Hedefler tutmuyorsa veya üç yıllık hedefler her yıl değişiyorsa, OVP’lerin yol gösterici bir pusula olarak kullanılma şansı olamaz.
İlk OVP 2005 yılında ilan edilmişti ve 2006-2008 yılını kapsıyordu. Bu yıl OVP’lerin onbeşincisi yayınlandı. Bunlardan 11’inin gerçekleşme sonuçları da ortada. Dolayısıyla OVP’lerin hedeflerini tutturma açısından 11 yıllık bir karnesi var elimizde.
11 yıllık gidiş ve sonuçlara bakınca bu karnenin oldukça kötü olduğu ortada. Birincisi hedeflerin tutarlılığı korunmuyor. Bir yıl için konulan hedef, bir sonraki yıl değiştiriliyor. Üç yıl önce konulan hedef iki yıl kala değiştirilmese bile hedef yılına bir yıl kaldığında çoğu kez radikal sayılacak bir ölçekte değişikliğe uğruyor. İkincisi hedeflerin tutturulması adeta şansa kalmış. Bırakın üç yıl önceden konulan hedefin tutturulmasını, bir yıl önce ilan edilen hedefin bile tutturulmasında tam bir başarısızlık söz konusu.

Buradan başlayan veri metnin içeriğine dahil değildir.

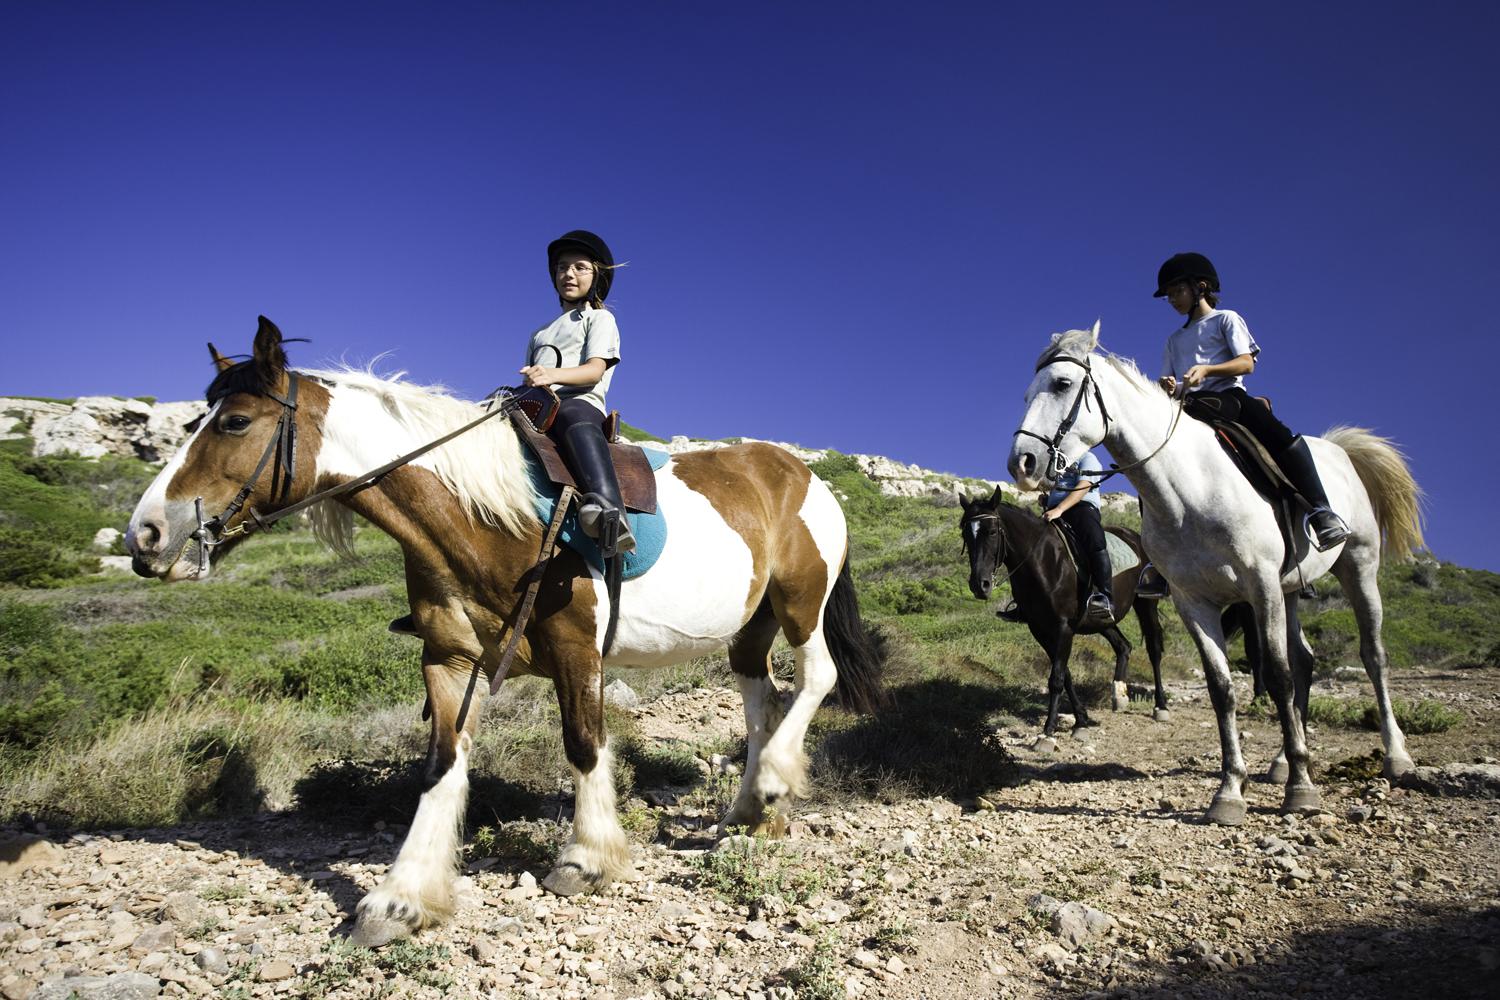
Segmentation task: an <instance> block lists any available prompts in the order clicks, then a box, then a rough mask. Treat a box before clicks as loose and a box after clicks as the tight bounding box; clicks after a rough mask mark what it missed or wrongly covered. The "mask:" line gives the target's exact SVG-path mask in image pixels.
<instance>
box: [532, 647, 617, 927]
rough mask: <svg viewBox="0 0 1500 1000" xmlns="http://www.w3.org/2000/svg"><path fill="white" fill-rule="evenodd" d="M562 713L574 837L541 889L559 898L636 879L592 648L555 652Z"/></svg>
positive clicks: (598, 681) (598, 671)
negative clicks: (549, 891)
mask: <svg viewBox="0 0 1500 1000" xmlns="http://www.w3.org/2000/svg"><path fill="white" fill-rule="evenodd" d="M552 654H553V657H555V672H553V685H555V687H556V693H558V708H559V709H561V712H562V750H564V753H565V754H567V762H568V765H570V768H571V769H573V835H571V837H570V838H568V841H567V844H565V846H564V847H562V852H561V853H559V855H558V864H556V867H555V868H553V870H552V873H550V874H549V876H547V877H546V879H543V882H541V885H543V888H546V889H547V891H550V892H555V894H556V895H562V897H567V895H574V894H577V892H583V891H589V889H598V888H603V886H606V885H609V883H610V882H616V880H630V879H634V865H633V864H631V861H630V843H628V841H627V840H625V831H624V828H622V826H619V814H618V811H616V808H615V757H613V754H612V753H610V750H609V736H607V733H606V732H604V717H603V705H601V702H600V679H601V678H600V673H601V672H603V669H604V667H603V663H601V661H600V657H598V649H597V648H594V646H592V645H589V646H583V645H576V646H571V648H559V649H553V651H552Z"/></svg>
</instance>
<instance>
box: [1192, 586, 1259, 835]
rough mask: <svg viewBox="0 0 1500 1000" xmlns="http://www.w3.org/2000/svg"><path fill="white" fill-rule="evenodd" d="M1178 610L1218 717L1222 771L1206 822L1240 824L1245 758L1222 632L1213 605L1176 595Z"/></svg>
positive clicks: (1217, 613) (1218, 728) (1244, 815)
mask: <svg viewBox="0 0 1500 1000" xmlns="http://www.w3.org/2000/svg"><path fill="white" fill-rule="evenodd" d="M1176 604H1178V613H1179V615H1181V616H1182V624H1184V625H1187V628H1188V634H1190V636H1193V642H1194V643H1196V645H1197V648H1199V657H1202V660H1203V673H1205V678H1206V679H1208V684H1209V697H1211V699H1212V700H1214V714H1215V715H1217V717H1218V729H1220V751H1221V754H1223V760H1224V763H1223V771H1221V777H1220V790H1218V792H1215V793H1214V802H1212V804H1211V805H1209V811H1208V814H1206V819H1208V822H1211V823H1218V825H1221V826H1239V825H1241V823H1244V822H1245V792H1244V786H1245V775H1247V774H1248V772H1247V771H1245V757H1244V756H1242V754H1241V750H1239V730H1238V729H1236V727H1235V685H1233V684H1232V682H1230V676H1229V660H1226V658H1224V631H1223V628H1221V625H1220V612H1218V609H1217V607H1212V606H1209V604H1203V603H1199V601H1190V600H1187V598H1185V597H1184V595H1182V594H1179V595H1178V597H1176Z"/></svg>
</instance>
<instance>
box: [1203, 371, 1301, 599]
mask: <svg viewBox="0 0 1500 1000" xmlns="http://www.w3.org/2000/svg"><path fill="white" fill-rule="evenodd" d="M1259 399H1260V400H1262V402H1263V403H1266V409H1271V400H1269V399H1266V397H1265V396H1262V397H1259ZM1215 402H1218V400H1193V399H1191V397H1190V400H1188V405H1190V406H1191V408H1193V409H1190V411H1188V412H1190V414H1191V415H1194V417H1197V418H1199V420H1203V421H1205V423H1208V424H1209V426H1211V427H1214V436H1215V438H1217V439H1218V442H1220V447H1221V448H1224V453H1226V454H1227V456H1229V457H1230V460H1232V462H1233V463H1235V466H1236V468H1238V469H1239V471H1241V474H1242V475H1244V477H1245V480H1247V481H1248V483H1250V484H1251V486H1253V487H1256V492H1257V493H1260V495H1262V496H1263V498H1266V501H1268V502H1269V504H1271V508H1272V510H1274V511H1275V514H1277V528H1280V529H1281V541H1283V543H1284V546H1286V549H1284V550H1286V556H1283V559H1281V573H1283V576H1284V574H1286V573H1289V571H1290V570H1292V567H1293V565H1296V552H1298V532H1296V531H1295V529H1293V525H1299V523H1302V522H1301V519H1299V517H1298V516H1296V510H1298V507H1301V505H1305V504H1307V501H1304V499H1302V495H1301V493H1298V490H1296V487H1295V486H1293V484H1292V481H1290V480H1289V478H1287V477H1286V475H1284V474H1283V472H1281V466H1278V465H1277V460H1275V459H1272V457H1271V453H1269V451H1266V447H1265V445H1263V444H1260V442H1259V441H1257V439H1256V435H1253V433H1250V430H1248V429H1247V427H1245V426H1244V424H1241V423H1238V421H1236V420H1235V417H1238V415H1239V412H1238V409H1236V412H1233V414H1229V412H1224V411H1221V409H1220V408H1217V406H1212V405H1206V403H1215Z"/></svg>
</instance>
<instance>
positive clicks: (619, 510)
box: [577, 493, 636, 559]
mask: <svg viewBox="0 0 1500 1000" xmlns="http://www.w3.org/2000/svg"><path fill="white" fill-rule="evenodd" d="M577 523H579V526H580V528H582V529H583V534H585V535H588V537H589V538H592V540H594V541H595V543H598V553H600V555H601V556H604V558H606V559H612V558H613V556H616V555H624V553H627V552H634V550H636V537H634V534H631V531H630V522H627V520H625V514H624V511H622V510H619V508H618V507H615V505H612V504H610V502H609V501H607V499H604V498H603V496H600V495H598V493H585V495H583V496H582V498H580V499H579V505H577Z"/></svg>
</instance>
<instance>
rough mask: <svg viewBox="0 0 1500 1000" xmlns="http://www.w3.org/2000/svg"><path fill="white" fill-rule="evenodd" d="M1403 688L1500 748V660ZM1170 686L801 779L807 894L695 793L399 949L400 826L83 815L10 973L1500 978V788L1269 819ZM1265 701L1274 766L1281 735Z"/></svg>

Öyle ki gelişmenin hedef rakam bir yana gelişmenin yönünü bile doğru göremeyen OVP örnekleri var. Global kriz patladığında 2008’de hazırlanan OVP’de 2009 yılı büyüme hedefi yüzde 5 olarak ilan edilmişti. OVP global krize gözlerini kapatıp yüzde 5 gibi güçlü bir büyüme hedefi ilan ederken ekonomi yüzde 4.8 gibi en yüksek küçülmelerinden birini yaşadı. Bir sonraki OVP’de 2010 yılı için sadece yüzde 3.5’lik büyüme hedeflenmişti oysa gerçekte ekonomi yüzde 9.2 gibi tarihinin en yüksek büyümelerinden birisini gerçekleştirdi.

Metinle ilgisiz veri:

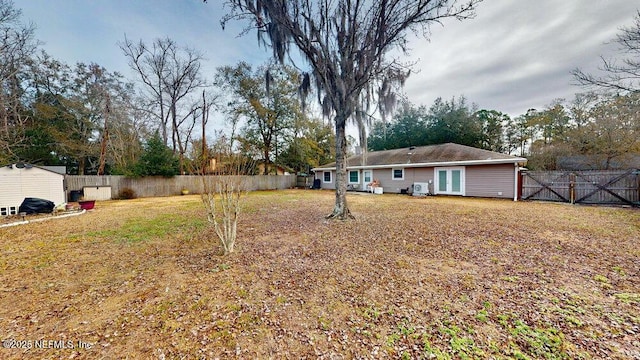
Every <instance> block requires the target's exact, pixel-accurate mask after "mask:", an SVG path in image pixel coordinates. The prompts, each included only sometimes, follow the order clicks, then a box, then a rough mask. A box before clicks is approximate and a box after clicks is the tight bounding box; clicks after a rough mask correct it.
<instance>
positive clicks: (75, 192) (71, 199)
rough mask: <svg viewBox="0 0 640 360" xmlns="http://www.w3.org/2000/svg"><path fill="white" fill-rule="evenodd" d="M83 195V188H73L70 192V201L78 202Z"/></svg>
mask: <svg viewBox="0 0 640 360" xmlns="http://www.w3.org/2000/svg"><path fill="white" fill-rule="evenodd" d="M80 197H82V190H71V191H70V192H69V202H78V200H80Z"/></svg>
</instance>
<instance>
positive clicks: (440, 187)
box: [313, 143, 527, 201]
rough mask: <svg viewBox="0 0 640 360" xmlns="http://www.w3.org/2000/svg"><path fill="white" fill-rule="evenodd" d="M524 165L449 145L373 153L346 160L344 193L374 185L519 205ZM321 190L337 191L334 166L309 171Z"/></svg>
mask: <svg viewBox="0 0 640 360" xmlns="http://www.w3.org/2000/svg"><path fill="white" fill-rule="evenodd" d="M526 162H527V159H525V158H521V157H516V156H511V155H506V154H501V153H497V152H493V151H488V150H482V149H477V148H474V147H470V146H465V145H459V144H453V143H447V144H439V145H428V146H419V147H409V148H402V149H393V150H384V151H372V152H368V153H366V159H363V154H360V155H355V156H351V157H349V158H348V159H347V189H348V190H360V191H367V190H368V186H369V184H371V183H372V182H374V180H377V183H379V184H380V185H379V186H380V187H382V190H383V192H385V193H405V192H406V193H413V194H414V195H439V194H444V195H460V196H474V197H493V198H506V199H513V200H514V201H516V200H517V199H518V189H519V182H520V167H521V166H524V165H525V164H526ZM313 170H314V171H315V174H316V175H315V177H316V179H320V181H321V188H322V189H335V181H336V174H335V172H336V164H335V162H334V163H330V164H327V165H323V166H319V167H317V168H314V169H313Z"/></svg>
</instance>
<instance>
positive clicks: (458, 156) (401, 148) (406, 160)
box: [313, 143, 527, 170]
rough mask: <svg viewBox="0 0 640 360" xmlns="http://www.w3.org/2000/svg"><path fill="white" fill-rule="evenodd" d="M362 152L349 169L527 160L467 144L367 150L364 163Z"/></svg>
mask: <svg viewBox="0 0 640 360" xmlns="http://www.w3.org/2000/svg"><path fill="white" fill-rule="evenodd" d="M362 156H363V155H362V154H360V155H355V156H351V157H349V158H347V167H348V168H350V169H368V168H388V167H394V166H397V167H429V166H450V165H483V164H514V163H523V164H524V163H526V162H527V159H525V158H521V157H517V156H512V155H507V154H501V153H497V152H494V151H489V150H483V149H478V148H474V147H471V146H466V145H460V144H454V143H446V144H438V145H427V146H418V147H409V148H401V149H393V150H383V151H371V152H368V153H367V158H366V165H363V162H362ZM335 168H336V163H335V162H332V163H330V164H326V165H322V166H319V167H317V168H314V169H313V170H334V169H335Z"/></svg>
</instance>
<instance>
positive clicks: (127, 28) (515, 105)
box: [15, 0, 640, 116]
mask: <svg viewBox="0 0 640 360" xmlns="http://www.w3.org/2000/svg"><path fill="white" fill-rule="evenodd" d="M15 7H17V8H21V9H22V11H23V19H24V20H25V21H31V22H33V23H35V24H36V25H37V30H36V37H37V38H38V39H40V40H41V41H43V42H44V45H43V46H42V48H43V49H45V50H46V51H47V52H48V53H49V54H50V55H52V56H53V57H54V58H57V59H60V60H63V61H65V62H67V63H69V64H74V63H75V62H78V61H81V62H95V63H98V64H100V65H102V66H104V67H106V68H107V69H108V70H110V71H119V72H121V73H123V74H124V75H126V76H127V77H129V78H132V79H133V76H134V75H133V73H132V72H131V71H130V70H129V68H128V66H127V63H126V59H125V57H124V56H123V55H122V52H121V51H120V49H119V48H118V45H117V43H118V42H120V41H122V40H123V39H124V36H125V34H126V36H127V37H128V38H129V39H131V40H134V41H137V40H140V39H142V40H144V41H146V42H151V41H152V40H153V39H155V38H158V37H170V38H172V39H174V40H175V41H176V42H177V43H178V44H180V45H184V46H189V47H192V48H195V49H197V50H200V51H201V52H203V53H204V55H205V57H206V59H207V61H206V62H205V63H204V64H203V69H204V71H205V75H206V76H207V77H209V78H213V74H214V72H215V68H216V67H218V66H222V65H233V64H235V63H237V62H238V61H241V60H244V61H249V62H252V63H255V64H261V63H263V62H264V61H266V60H267V59H268V57H269V54H270V53H269V52H268V51H267V50H265V49H263V48H260V47H258V43H257V41H256V35H255V33H250V34H248V35H246V36H244V37H238V34H239V33H240V31H241V29H242V24H239V23H235V24H232V26H231V27H229V28H227V29H226V30H224V31H223V30H222V28H221V26H220V19H221V17H222V15H223V13H224V9H223V7H222V0H210V1H209V2H208V3H206V4H204V3H202V2H201V1H200V0H136V1H134V0H92V1H87V0H56V1H51V0H18V1H15ZM637 8H640V4H637V3H636V2H634V1H629V0H563V1H557V0H536V1H529V0H520V1H514V0H485V1H484V2H483V3H481V4H480V5H479V6H478V9H477V16H476V18H475V19H472V20H465V21H462V22H460V21H456V20H447V21H445V22H444V24H443V25H444V26H440V25H435V26H434V27H433V29H432V36H431V39H430V41H427V40H425V39H423V38H413V39H412V40H411V43H410V48H411V49H412V52H411V55H410V57H409V58H406V59H405V60H407V61H414V62H415V71H414V73H413V74H412V76H411V78H410V79H409V80H408V82H407V84H406V86H405V91H406V93H407V95H408V96H409V99H410V100H411V101H412V102H414V103H416V104H423V105H427V106H429V105H431V104H432V103H433V101H434V100H435V99H436V98H437V97H438V96H440V97H443V98H446V99H449V98H451V97H453V96H459V95H465V96H466V97H467V99H468V100H469V101H470V102H474V103H477V104H478V106H479V107H480V108H488V109H496V110H499V111H503V112H506V113H508V114H509V115H511V116H517V115H520V114H522V113H524V112H525V111H526V110H527V109H528V108H538V109H542V108H544V107H545V106H546V105H548V104H550V103H551V102H552V101H553V100H554V99H556V98H566V99H568V100H571V99H572V98H573V95H574V94H575V93H576V92H580V91H581V89H580V88H579V87H576V86H573V85H571V82H572V78H571V75H570V71H571V70H572V69H574V68H576V67H580V68H582V69H583V70H586V71H595V70H596V69H597V67H598V65H599V64H600V61H601V60H600V56H601V55H602V56H604V57H605V58H610V57H612V56H613V55H614V52H615V46H614V45H612V44H607V42H609V41H611V40H612V39H613V38H614V37H615V35H616V33H617V32H618V30H619V28H620V27H621V26H630V25H631V24H632V23H633V17H634V15H635V14H636V10H637Z"/></svg>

Son olarak 2016 için ilk belirlenen büyüme hedefi yüzde 5 idi. Bir yıl kala hedef yüzde 4.5’e çekildi. Oysa 2016 büyümesi, TÜİK’in GSYİH hesaplamasındaki değişikliğe rağmen ancak yüzde 3.2 oldu.
Aynı durum GSYİH miktarı, kişi başına gelir, kur, enflasyon, işsizlik oranı gibi temel göstergeler için de geçerli.
2018-2020 dönemini kapsayan yeni OVP’de de son derece iyimser hedefler yer alıyor. OVP metnine baktığınızda çizilen çerçevenin“Küresel finansman koşullarındaki elverişli ortamın önümüzdeki dönemde de korunacağı” kabulüne dayandığı görülüyor. OVP, gelişmekte olan ülkelere fon akımının 2018’de artma eğilimini sürdüreceği beklentisi içinde. Türkiye’nin ekonomik gidişini en fazla etkileyecek jeopolitik riskler konusunda ise “jeopolitik sorunların azalacağı” beklentisi var.
Oysa gerçek hayatta FED faiz artışına devam etmenin yanı sıra piyasadan para çekmeye başlıyor. Dünyada hem ticaret alanında, hem jeopolitik alanda riskler ve gerilimler artıyor. Türkiye açısından hem Suriye’de hem Irak’ta belirsizlik, gerilim ve savaş risklerinde bir hafifleme yok, hatta tırmanış var. İç politikada ekonomiyi olumsuz etkileyen faktörlerde de bir değişiklik işareti yok. Bu durumda ekonomik bir karar alırken OVP’de yer alan pembe hedefleri kim kendine pusula olarak alabilir?